"It's one of the few regrets of my presidency — that the rancor and suspicion between the parties has gotten worse instead of better," Obama said during his last State of the Union address.
So if some politicians want to end the divide, why does it still seem so problematic?
"Nobody ever calls me and says, 'I'm calling to ask the senator to compromise.' ... If you want more things to get done in Washington, promote compromise," said U.S. Sen. Claire McCaskill of Missouri during an April 2017 town hall meeting.
Ask any lawmaker if they're willing to work with the folks on the other side, and they'll probably say yes. But McCaskill says the everyday cooperations often go unnoticed.
"Nobody's gonna write a headline about how Mike Crapo and I have gotten together — a very Republican, conservative senator — and we're working on this legislation to alleviate a regulatory burden on farmers as it relates to pesticides," McCaskill said. "... The good news stories, it's very hard for them to get oxygen, especially in this crazy time where something wild is happening every day. ... So the day-to-day work that many of us are doing with our Republican colleagues just doesn't see the light of day."

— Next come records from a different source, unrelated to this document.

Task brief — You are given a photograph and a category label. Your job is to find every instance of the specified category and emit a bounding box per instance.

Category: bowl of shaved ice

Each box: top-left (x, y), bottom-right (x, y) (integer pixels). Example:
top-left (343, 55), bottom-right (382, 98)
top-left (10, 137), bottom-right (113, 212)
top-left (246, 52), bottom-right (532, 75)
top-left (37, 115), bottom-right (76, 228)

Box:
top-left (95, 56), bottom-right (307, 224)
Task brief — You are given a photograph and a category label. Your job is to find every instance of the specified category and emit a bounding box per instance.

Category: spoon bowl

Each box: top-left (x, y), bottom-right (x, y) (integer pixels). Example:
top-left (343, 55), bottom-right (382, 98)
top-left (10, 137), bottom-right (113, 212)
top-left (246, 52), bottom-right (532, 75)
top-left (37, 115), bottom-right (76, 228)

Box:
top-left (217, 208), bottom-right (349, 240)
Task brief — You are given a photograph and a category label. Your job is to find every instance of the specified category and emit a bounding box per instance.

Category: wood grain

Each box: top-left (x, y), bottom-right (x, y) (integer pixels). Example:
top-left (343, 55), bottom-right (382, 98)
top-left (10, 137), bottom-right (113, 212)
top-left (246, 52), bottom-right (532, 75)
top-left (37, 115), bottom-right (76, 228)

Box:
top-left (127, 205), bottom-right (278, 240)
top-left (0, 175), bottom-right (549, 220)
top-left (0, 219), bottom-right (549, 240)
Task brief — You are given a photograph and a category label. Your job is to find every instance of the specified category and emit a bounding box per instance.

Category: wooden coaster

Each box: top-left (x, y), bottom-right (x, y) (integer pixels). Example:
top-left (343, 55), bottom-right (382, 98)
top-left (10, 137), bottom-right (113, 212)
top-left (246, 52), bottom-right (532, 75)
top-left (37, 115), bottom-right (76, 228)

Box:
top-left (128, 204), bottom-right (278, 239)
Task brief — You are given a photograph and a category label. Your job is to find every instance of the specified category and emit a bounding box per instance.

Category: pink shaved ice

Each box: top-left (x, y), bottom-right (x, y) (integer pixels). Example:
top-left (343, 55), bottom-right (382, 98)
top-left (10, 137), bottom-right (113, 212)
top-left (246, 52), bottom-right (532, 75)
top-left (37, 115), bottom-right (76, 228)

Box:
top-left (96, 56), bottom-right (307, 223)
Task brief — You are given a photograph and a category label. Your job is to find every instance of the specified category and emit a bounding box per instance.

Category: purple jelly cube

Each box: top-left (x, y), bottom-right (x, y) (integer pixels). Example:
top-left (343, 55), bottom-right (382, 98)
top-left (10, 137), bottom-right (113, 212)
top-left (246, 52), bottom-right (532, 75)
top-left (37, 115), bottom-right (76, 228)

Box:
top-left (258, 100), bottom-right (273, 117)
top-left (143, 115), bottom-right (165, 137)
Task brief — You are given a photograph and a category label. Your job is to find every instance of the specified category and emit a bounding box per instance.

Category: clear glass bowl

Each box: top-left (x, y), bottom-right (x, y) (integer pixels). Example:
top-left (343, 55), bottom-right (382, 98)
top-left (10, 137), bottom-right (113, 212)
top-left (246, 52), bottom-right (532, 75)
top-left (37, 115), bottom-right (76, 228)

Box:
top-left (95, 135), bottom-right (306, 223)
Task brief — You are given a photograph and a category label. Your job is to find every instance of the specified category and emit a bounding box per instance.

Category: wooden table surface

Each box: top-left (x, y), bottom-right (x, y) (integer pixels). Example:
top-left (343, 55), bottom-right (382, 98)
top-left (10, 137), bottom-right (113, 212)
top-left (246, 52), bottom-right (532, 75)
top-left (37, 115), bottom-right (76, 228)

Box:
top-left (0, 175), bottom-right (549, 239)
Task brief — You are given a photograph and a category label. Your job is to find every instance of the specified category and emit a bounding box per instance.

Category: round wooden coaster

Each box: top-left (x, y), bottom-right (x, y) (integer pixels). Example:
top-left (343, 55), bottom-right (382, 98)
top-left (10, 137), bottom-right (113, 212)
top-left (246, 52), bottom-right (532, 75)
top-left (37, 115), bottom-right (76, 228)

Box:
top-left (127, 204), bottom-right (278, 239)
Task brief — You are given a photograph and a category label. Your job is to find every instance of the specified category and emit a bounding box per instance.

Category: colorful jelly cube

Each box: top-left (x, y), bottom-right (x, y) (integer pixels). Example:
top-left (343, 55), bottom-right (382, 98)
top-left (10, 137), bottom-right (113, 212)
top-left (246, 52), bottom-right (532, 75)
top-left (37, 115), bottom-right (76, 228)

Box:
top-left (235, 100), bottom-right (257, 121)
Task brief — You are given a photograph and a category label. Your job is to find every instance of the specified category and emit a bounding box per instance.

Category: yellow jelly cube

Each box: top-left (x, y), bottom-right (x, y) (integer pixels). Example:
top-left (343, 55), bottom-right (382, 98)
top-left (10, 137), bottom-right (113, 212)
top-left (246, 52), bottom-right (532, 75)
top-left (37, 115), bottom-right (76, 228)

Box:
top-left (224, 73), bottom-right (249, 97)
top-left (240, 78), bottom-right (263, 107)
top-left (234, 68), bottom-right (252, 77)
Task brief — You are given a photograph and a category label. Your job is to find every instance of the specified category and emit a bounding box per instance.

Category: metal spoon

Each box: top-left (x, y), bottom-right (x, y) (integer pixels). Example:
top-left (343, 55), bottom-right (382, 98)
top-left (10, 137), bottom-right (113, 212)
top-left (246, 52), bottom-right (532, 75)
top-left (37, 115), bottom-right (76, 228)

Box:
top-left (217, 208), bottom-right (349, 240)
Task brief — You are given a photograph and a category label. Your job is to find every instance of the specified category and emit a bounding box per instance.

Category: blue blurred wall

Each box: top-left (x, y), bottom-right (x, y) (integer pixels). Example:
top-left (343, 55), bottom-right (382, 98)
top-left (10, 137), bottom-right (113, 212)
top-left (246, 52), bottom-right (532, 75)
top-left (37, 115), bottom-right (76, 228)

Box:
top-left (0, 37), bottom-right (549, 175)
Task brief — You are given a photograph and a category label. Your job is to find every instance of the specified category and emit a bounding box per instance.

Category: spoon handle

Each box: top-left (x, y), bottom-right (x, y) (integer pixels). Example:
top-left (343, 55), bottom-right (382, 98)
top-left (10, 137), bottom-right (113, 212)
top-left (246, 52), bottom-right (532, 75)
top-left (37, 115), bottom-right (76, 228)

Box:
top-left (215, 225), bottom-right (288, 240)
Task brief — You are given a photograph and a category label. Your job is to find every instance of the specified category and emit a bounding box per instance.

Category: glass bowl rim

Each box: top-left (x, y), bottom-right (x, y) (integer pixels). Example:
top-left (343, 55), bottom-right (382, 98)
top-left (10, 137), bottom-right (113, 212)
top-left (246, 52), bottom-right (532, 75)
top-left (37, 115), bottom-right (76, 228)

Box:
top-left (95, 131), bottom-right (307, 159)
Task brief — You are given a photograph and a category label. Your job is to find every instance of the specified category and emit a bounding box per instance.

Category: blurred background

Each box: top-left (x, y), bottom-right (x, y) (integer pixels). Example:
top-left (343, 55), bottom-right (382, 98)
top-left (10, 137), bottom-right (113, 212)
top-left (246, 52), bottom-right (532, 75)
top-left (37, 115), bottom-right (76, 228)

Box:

But when it comes to the big issues, compromise might be harder to find. The confirmation of Justice Neil Gorsuch was a high-profile partisan battle. And the GOP's health care bill failed, not only because they couldn't get any Democratic support, but also they didn't even have the support of their whole party.
The efforts to reform our nation's tax laws might be the next big fight.
"I'm on the finance committee, and we will handle the tax reform bill," McCaskill said. "I am looking to work with Republicans and try to find the right way to stir job creation and do all that. But so far, they're only talking among themselves."